The Pitfalls of Local Optimization

All Posts
Share this post
Share this post

Why do smart engineers do stupid things?

If you understand how smart people can blow things up through a series of seemingly logical decisions, then you’ll know when you need a management solution and whether the process du jour might work.

When software is brand new and managed by a small team, it’s easy to make good decisions:

The code base is small, and you don’t think about the future because you’re just trying to get off the ground. As the team grows and the product matures, it becomes increasingly difficult to see the big picture when making decisions.

This is fine when local goals align with global priorities, like writing high-quality code.

However, the best local decisions can sometimes be harmful when extrapolated to a broader context over time.

Here we’ll look at a few common ways this problem can manifest.

Underweighting Consistency vs. Flexibility

When faced with a problem, engineers like to find the best solution. However, this often requires complex analysis. The alternative is to apply a general heuristic that works well on average but may not always be the best.

This situation comes up frequently with software-development guidelines. It’s tempting to make exceptions for extenuating circumstances — but doing so erodes consistency. The cost of this can be hard to grasp since the effects are often subtle and long-term, while the benefits of flexibility are more apparent and immediate.

While test-coverage flexibility can make better local decisions possible, the inconsistency it can create may take a major toll over time.

First, flexibility is only better if people actually make the right decisions; less experienced engineers may make more mistakes. For decision flexibility to be valuable, one must specify who can make decisions, train those people, establish a review process, and evaluate decision quality as part of performance reviews.

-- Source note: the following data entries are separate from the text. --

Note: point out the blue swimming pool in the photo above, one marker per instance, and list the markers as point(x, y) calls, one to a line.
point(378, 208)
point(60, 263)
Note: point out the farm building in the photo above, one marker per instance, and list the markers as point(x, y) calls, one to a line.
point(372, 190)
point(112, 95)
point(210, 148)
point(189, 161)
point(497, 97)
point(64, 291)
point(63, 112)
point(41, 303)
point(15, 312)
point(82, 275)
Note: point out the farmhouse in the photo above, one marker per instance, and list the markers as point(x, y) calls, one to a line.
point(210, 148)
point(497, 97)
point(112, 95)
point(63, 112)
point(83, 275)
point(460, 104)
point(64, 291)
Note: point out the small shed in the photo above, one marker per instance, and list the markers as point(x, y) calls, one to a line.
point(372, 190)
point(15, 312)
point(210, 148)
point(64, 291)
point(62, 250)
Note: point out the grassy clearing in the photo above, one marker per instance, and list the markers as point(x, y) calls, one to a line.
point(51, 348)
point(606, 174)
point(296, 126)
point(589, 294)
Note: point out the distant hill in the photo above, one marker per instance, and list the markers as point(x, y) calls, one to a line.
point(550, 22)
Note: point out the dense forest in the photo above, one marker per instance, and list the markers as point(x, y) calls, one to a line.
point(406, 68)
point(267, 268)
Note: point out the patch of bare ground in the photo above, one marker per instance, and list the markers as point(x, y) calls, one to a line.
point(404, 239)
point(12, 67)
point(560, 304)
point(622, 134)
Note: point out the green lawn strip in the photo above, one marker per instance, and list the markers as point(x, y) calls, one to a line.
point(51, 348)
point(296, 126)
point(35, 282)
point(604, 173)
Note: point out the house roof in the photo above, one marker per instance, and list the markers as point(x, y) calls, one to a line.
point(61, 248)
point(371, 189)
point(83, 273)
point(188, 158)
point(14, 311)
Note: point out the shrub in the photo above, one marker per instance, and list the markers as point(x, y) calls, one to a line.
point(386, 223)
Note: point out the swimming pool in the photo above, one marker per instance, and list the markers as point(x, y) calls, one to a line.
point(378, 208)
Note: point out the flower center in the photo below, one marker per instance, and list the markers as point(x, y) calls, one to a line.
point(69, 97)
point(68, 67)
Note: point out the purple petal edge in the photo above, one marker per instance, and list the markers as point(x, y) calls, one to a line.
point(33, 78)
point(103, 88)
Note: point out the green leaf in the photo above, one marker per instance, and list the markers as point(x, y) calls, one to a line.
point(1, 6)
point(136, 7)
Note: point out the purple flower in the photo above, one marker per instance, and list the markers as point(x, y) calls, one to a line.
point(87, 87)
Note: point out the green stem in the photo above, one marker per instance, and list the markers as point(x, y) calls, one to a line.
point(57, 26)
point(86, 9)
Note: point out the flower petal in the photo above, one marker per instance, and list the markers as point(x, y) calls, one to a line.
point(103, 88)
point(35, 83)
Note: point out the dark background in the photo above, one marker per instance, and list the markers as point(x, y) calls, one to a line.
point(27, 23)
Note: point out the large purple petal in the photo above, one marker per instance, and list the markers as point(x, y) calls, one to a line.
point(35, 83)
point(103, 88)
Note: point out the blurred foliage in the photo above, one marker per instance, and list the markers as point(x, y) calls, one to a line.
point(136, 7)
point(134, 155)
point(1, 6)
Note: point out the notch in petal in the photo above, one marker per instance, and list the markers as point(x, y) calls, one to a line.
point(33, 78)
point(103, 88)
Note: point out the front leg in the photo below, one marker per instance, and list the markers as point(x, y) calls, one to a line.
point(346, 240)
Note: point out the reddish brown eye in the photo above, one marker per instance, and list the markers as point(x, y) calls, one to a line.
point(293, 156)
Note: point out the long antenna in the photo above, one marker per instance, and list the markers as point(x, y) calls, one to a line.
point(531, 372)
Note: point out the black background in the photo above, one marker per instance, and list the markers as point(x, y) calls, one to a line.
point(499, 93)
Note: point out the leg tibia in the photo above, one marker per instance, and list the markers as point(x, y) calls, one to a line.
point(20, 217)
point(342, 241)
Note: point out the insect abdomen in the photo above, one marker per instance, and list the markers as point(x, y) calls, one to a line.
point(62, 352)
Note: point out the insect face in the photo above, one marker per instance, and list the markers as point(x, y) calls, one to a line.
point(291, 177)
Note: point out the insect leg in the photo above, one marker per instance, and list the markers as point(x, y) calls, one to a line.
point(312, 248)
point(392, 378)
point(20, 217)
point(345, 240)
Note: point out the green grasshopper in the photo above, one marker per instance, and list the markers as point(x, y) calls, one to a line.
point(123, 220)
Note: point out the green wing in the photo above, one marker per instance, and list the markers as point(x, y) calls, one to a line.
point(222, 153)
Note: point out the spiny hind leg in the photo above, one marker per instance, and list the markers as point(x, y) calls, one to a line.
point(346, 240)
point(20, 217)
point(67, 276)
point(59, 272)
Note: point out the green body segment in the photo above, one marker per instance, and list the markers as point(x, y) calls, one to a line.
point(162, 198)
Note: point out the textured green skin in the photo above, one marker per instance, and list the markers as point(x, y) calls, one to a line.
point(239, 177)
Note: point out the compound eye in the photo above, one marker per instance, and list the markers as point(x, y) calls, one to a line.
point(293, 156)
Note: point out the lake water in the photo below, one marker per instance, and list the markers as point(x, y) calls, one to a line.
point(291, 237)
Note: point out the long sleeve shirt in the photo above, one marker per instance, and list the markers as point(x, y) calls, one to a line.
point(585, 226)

Another cost of flexibility is it leads to a lot more decision-making overhead, which comes in the form of discussions and the documentation of the decisions.

Ignoring Aggregate Costs and Benefits

One way sensible local decisions can lead to bad global outcomes is when there are significant costs or benefits that only have an impact in aggregate. Because no single decision will tip the scale, people don’t consider aggregate effects when making each decision.

Perhaps the most familiar aggregate effect in software engineering is the fixed cost of using a particular technology or method, which further compounds the more in play.

Consider Programming Languages

Each language requires recruiting engineers who know the language, establishing training programs, creating development practices, purchasing tools, managing knowledge, etc. Having multiple languages also makes it harder to allocate developers to projects.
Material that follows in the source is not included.